Through her creativity, meaningful and ornate words, and undeniable talent, Hurston helped develop a common identity for her people during an influential time in history (J. Chambliss). During the Harlem Renaissance, Hurston was adamant about preserving African culture and influence. She used her paintings, writings, and music to keep the heritage alive. Maya Angelou wrote strongly on identity for the African American woman, which is also reflected in Toni Morrison’s writing. An example of her straightforward writing is seen in the following quote: “Hoping for the best, prepared for the worst, and unsurprised by anything in between. (goodreads. com). This quote aptly describes both authors outlook on life. Morrison used the ideals from both of these influential women and imitated the same style in her works.

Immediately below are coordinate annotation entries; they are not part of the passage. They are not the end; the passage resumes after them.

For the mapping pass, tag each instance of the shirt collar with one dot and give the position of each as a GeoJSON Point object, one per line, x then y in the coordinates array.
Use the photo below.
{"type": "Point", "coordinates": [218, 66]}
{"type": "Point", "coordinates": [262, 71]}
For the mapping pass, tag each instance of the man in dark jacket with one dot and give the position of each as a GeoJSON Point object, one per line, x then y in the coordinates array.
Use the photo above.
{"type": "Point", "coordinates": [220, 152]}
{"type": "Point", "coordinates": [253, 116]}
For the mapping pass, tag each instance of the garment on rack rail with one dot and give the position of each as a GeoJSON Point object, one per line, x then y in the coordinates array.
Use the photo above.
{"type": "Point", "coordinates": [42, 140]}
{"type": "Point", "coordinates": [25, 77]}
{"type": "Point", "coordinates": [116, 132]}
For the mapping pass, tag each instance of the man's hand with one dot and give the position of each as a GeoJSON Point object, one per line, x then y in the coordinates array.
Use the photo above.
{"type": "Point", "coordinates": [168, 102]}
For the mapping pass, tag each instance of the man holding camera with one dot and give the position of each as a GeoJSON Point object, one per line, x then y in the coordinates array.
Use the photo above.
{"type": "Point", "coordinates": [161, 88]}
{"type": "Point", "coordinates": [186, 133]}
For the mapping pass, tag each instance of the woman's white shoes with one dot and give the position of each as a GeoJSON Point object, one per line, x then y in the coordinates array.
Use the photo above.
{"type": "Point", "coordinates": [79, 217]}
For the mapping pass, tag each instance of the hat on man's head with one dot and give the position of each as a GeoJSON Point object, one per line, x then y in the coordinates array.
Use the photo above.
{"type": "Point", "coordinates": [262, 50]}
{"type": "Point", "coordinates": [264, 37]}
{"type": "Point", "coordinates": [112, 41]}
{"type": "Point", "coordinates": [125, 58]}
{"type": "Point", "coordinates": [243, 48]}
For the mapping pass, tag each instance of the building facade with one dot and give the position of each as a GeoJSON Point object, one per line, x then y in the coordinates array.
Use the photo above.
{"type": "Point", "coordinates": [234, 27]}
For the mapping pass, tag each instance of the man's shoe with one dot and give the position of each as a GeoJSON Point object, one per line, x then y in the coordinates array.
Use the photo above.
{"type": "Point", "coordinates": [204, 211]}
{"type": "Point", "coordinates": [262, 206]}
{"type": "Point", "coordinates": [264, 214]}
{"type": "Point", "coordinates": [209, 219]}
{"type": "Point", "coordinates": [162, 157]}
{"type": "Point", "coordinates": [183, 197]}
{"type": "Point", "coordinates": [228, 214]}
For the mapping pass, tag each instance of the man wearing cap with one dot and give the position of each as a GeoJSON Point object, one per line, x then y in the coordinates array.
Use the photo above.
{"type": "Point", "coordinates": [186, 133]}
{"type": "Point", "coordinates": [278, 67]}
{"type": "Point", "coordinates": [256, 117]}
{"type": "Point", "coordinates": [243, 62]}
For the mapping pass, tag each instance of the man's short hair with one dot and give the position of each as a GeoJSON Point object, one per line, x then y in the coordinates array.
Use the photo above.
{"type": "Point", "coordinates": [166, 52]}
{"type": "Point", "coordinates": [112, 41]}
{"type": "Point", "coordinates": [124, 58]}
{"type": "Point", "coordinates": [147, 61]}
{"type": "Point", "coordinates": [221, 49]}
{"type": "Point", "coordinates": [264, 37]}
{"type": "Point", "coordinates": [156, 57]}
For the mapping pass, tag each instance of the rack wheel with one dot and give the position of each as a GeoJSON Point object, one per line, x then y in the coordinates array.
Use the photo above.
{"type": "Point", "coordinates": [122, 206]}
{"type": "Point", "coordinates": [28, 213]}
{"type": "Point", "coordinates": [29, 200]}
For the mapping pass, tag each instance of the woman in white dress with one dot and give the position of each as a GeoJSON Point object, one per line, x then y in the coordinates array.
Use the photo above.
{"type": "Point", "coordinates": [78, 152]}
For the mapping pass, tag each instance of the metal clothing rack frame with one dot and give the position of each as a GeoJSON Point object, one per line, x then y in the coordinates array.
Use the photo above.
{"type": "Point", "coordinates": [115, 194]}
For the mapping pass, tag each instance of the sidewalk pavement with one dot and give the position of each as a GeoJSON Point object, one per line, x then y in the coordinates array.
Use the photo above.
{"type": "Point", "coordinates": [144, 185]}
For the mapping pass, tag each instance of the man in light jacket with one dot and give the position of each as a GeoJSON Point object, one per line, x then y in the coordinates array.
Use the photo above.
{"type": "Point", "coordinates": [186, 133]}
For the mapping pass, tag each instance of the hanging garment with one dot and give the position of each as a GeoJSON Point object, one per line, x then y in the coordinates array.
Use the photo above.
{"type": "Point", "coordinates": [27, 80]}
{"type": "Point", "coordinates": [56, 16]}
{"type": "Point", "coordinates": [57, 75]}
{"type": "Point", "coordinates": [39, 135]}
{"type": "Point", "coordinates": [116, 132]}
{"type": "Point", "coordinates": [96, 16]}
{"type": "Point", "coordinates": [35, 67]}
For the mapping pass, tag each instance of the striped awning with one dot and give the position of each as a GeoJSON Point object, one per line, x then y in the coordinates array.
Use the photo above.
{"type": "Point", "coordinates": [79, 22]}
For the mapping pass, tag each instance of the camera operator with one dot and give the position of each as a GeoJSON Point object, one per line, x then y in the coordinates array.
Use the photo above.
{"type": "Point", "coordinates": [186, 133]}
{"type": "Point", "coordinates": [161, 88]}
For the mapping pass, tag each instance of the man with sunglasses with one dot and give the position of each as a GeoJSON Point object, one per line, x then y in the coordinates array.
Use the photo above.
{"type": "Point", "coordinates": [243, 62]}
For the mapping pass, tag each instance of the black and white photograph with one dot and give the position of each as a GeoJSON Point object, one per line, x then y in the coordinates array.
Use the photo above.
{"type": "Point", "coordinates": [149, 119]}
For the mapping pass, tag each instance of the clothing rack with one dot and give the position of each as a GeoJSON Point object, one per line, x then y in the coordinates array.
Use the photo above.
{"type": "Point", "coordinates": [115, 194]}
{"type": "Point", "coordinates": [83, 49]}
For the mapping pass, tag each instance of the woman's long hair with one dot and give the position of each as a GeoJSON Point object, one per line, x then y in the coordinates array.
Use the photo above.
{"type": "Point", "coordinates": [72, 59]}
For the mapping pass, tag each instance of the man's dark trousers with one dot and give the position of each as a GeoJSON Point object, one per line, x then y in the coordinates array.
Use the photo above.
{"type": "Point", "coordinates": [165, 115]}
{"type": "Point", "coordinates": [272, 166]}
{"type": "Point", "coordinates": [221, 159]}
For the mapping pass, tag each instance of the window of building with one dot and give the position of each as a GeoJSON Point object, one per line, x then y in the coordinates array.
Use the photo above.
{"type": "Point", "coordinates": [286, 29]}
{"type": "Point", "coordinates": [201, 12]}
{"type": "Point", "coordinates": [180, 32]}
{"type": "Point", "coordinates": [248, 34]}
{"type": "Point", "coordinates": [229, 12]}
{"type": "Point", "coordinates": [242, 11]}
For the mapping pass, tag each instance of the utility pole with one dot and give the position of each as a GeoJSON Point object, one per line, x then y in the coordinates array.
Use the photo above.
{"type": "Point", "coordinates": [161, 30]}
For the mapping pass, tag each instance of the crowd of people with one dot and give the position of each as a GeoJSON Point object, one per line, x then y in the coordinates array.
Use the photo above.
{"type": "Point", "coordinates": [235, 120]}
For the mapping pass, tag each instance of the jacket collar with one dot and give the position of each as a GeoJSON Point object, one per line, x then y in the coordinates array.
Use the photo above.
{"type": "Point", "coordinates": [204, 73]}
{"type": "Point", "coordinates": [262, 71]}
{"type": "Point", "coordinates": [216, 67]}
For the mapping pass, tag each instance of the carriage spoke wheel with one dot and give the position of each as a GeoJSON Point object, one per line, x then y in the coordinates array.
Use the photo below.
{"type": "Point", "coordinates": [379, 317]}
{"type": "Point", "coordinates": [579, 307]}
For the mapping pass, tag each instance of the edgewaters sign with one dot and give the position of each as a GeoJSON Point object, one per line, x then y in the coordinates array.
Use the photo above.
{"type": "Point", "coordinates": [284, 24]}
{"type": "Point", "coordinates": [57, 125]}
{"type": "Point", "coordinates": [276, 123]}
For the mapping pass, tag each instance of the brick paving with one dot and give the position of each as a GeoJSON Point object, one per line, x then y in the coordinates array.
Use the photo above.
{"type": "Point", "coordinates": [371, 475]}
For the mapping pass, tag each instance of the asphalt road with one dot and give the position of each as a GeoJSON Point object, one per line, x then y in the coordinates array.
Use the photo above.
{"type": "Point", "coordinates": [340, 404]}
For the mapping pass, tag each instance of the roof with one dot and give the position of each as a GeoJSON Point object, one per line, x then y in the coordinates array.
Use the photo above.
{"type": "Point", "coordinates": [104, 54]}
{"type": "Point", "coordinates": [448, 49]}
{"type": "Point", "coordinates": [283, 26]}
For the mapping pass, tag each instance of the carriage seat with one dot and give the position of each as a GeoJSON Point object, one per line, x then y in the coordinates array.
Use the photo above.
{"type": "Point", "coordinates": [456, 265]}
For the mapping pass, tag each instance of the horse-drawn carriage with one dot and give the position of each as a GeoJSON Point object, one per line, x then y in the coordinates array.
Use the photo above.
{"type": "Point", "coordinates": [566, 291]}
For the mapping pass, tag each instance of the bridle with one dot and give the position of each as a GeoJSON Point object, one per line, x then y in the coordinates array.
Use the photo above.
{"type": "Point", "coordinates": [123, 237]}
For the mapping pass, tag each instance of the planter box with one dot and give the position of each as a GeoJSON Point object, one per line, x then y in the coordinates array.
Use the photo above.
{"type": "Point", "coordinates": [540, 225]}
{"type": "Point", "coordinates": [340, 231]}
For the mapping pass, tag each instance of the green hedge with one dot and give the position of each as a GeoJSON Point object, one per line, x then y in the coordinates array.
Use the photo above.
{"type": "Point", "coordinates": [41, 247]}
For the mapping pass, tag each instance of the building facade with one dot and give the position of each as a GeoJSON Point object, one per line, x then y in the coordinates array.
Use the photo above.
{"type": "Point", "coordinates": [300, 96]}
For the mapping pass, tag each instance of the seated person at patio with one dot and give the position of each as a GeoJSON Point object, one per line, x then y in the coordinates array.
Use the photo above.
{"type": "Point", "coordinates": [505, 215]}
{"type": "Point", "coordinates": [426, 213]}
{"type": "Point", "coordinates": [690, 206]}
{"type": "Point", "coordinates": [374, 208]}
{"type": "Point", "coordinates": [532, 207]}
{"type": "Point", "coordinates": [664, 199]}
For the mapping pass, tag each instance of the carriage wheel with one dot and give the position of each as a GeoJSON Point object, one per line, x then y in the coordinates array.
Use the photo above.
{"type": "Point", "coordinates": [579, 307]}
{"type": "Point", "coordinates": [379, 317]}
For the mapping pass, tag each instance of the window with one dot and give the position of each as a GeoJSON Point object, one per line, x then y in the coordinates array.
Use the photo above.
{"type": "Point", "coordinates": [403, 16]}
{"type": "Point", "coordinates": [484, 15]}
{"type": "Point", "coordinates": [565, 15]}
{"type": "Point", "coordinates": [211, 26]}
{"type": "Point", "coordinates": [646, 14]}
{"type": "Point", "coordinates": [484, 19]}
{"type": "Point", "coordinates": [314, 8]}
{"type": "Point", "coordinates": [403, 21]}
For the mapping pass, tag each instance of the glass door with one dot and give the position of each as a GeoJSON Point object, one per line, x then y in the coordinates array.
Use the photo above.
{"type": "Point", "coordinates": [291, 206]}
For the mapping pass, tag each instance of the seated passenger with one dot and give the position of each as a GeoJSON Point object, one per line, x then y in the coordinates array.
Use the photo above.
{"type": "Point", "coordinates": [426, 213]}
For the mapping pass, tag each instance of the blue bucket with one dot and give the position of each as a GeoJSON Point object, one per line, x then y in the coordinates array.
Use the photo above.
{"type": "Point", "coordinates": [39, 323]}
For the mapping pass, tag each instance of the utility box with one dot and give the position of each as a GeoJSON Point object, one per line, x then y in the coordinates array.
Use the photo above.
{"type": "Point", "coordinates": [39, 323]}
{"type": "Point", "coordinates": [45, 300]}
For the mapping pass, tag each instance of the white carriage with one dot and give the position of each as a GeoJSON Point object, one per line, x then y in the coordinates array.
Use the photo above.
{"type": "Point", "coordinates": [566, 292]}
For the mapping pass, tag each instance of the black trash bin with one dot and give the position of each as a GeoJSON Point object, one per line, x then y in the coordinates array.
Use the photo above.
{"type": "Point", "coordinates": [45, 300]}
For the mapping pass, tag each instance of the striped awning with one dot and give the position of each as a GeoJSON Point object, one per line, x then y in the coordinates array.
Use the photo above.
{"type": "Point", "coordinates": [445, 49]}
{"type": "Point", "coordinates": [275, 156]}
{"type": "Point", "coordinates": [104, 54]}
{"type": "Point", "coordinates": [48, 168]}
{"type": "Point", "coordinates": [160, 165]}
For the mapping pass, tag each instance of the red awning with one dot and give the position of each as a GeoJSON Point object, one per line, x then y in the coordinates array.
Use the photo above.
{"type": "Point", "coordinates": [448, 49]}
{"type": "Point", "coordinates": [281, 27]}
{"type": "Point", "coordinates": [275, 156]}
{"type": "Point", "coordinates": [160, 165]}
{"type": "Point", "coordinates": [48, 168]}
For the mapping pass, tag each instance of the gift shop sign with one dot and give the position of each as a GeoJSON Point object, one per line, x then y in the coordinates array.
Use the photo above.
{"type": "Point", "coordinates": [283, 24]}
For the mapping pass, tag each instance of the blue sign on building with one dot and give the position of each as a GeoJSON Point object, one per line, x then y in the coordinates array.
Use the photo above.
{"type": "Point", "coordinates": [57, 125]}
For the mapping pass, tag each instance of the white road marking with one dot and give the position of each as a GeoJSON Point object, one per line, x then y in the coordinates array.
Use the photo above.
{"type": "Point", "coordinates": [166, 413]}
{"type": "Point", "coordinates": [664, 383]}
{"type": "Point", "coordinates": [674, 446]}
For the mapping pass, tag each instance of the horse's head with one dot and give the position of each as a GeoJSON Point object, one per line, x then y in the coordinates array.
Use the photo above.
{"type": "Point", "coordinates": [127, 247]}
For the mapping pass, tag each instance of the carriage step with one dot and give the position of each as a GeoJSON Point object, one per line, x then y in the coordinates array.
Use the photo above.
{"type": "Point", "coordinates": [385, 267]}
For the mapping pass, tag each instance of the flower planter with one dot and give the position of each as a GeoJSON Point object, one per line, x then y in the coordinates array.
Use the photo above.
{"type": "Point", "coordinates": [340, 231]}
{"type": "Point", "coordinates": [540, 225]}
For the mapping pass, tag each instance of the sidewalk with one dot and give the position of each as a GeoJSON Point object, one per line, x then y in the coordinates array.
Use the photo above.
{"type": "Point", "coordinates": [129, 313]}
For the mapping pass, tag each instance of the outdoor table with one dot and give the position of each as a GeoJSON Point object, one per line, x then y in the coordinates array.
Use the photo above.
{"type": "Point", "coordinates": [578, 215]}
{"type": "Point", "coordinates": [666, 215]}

Likewise, Hurston’s style of writing was very similar to Morrison’s. An example is seen in the quote from her book, Their Eyes are Watching God, “She starched and ironed her face, forming it into just what people wanted to see. ” (goodreads. com) Here Hurston, just like Morrison, showed the difficulty women had of gaining respect in the eyes of men.
The struggle Hurston had with men was the same struggle Morrison had with the Nobel Prize society, and by winning the Nobel Prize Morrison brought more attention to women writers and she was described as an individual “who in novels characterized by visionary force and poetic import, gives life to an essential aspect of American reality”(nobelprize. org). Because of her distinctive writing, Morrison was able to capture the minds of her readers more profoundly than that of Hurston or Angelou. She set the stage for modern writers to express thoughts and ideas that may have been otherwise discouraged.
An example of a modern writer who wrote on a difficult matter is Dave Pelzer. In his book, A Child Called It, Pelzer wrote plainly about the horrific events in his life- much like Morrison wrote plainly about the oppression the characters in her books faced. Pelzer is a “living testament of a self-made man”(DavePelzer. com). Morrison’s “in your face” stlye of writing may have inspired many other modern writers including Dorothy Allison. Her novel, Bastard out of Carolina, is much like Morrison’s works in that it is set in the south and deals with issues of gender, parent relationships, sexuality, and crimes committed against children. Jake Jacobs) Similar to Morrison’s Pecola, Pelzer’s “resilience enabled him to overcome extreme life threatening obstacles,” his child showed the “courage to survive” according to DavePelzer. com. In conclusion, Morrison shifted American Literature in three main ways: she paved a path for many authors who wrote on difficult subjects, she captivated the minds of her audience in ways other black women authors had not, and she was the first black woman to win the Nobel Prize by bringing real life topics into the mainstream of literature.